Public Health Innovations

Public health enjoyed variety of successes over the 20th century. However, public health agencies have arguably been ill equipped to sustain these successes and address the complex threats we face today, including morbidity and mortality related to persistent chronic diseases and emerging infectious diseases, within the context of flat funding and new and changing health care legislation. Transformational leaders, who aren't scared of taking risks to develop innovative approaches to combat present-day threats, are needed within public health agencies. We propose the general public Health Innovation Model (PHIM) as a tool for public health leaders who wish to integrate innovation into public health practice. This model merges traditional public health program planning models with innovation principles adapted from the private sector, including design thinking, seeking funding from private sector entities, and more strongly emphasizing program outcomes. We also discuss principles that leaders should consider adopting when transitioning to the PHIM, including cross-collaboration, community buy-in, human-centered assessment, autonomy and creativity, rapid experimentation and k, and accountability to outcomes.
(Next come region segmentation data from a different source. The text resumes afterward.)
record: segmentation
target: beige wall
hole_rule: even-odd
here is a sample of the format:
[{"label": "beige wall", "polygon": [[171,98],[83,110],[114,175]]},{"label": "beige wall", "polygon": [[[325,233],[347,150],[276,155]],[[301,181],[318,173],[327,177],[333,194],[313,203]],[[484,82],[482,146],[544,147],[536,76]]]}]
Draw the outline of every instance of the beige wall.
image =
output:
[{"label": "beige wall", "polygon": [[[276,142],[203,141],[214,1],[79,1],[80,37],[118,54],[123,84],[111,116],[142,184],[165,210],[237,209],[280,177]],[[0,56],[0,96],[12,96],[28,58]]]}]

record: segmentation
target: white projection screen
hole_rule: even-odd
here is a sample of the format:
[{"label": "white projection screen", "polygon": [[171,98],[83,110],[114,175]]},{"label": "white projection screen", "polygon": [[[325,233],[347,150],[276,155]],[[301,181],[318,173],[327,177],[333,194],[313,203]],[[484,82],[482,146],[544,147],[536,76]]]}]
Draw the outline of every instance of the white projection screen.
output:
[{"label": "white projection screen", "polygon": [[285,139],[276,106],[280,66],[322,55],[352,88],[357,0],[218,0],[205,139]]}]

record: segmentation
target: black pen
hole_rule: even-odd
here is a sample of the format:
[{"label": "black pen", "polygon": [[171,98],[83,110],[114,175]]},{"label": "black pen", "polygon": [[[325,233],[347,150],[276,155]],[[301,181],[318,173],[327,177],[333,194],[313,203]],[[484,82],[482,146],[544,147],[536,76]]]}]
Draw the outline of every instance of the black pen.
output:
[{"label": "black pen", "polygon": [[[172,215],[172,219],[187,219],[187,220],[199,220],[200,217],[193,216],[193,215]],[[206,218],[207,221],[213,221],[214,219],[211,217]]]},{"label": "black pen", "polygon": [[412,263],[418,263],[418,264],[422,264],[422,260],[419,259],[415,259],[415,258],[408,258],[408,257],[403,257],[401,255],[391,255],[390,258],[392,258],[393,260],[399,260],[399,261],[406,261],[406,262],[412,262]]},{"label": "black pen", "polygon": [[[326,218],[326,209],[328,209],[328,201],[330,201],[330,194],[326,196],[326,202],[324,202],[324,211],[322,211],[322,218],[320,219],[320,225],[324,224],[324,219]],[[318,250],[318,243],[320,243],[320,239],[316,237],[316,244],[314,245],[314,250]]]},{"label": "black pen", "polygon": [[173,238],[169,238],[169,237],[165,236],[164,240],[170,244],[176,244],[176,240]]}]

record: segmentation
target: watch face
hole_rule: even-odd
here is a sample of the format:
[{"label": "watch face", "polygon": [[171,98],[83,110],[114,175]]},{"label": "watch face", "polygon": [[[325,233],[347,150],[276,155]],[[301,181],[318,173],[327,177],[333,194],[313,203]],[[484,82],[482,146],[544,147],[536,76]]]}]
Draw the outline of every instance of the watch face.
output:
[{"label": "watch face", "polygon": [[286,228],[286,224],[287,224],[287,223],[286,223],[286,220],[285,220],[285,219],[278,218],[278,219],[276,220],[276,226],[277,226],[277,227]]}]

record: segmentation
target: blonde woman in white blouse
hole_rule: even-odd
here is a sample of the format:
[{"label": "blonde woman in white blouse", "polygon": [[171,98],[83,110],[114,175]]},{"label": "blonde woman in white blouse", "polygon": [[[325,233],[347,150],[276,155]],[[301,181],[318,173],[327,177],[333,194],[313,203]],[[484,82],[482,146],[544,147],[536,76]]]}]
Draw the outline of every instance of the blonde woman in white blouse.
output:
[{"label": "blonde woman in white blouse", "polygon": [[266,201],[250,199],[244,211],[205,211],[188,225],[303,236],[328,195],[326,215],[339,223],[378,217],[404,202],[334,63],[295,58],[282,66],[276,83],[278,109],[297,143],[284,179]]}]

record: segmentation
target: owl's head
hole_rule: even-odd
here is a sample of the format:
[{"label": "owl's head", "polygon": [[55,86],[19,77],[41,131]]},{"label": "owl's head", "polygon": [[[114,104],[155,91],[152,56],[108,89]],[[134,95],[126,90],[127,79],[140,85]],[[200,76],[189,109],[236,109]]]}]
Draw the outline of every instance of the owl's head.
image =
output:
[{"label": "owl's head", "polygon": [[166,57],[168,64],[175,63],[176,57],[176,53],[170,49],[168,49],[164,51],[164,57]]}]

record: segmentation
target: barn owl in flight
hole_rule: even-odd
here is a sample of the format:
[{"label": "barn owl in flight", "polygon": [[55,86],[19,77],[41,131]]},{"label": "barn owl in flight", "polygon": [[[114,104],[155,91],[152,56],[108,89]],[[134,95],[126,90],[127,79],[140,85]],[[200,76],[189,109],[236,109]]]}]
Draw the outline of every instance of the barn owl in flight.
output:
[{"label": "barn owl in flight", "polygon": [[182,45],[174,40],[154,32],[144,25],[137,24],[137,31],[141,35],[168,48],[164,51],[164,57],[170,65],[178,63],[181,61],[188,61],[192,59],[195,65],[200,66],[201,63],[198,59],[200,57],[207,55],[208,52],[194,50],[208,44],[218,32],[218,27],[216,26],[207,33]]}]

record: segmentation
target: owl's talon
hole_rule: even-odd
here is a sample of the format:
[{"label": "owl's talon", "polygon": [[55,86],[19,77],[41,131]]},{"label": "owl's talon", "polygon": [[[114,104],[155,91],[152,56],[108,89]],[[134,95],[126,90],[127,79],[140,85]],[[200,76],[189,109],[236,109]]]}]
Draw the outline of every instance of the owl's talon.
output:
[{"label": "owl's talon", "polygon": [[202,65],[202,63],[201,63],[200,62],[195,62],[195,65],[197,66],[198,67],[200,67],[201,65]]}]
Public health frameworks have neither changed in response to such threats nor adapted within the face of technological and cultural shifts. for instance , public health’s utilization of social media is inferior to fields like business and marketing; while health departments have attempted to include social media in practice, studies suggest that health professionals’ capacity for using these tools to interact populations is low (3–5). Indeed, it's been suggested that the present public health system has “neither the organization nor the motivation to comprehensively address population-centered, primary prevention health services that are evidence-based or linked to improved health outcomes.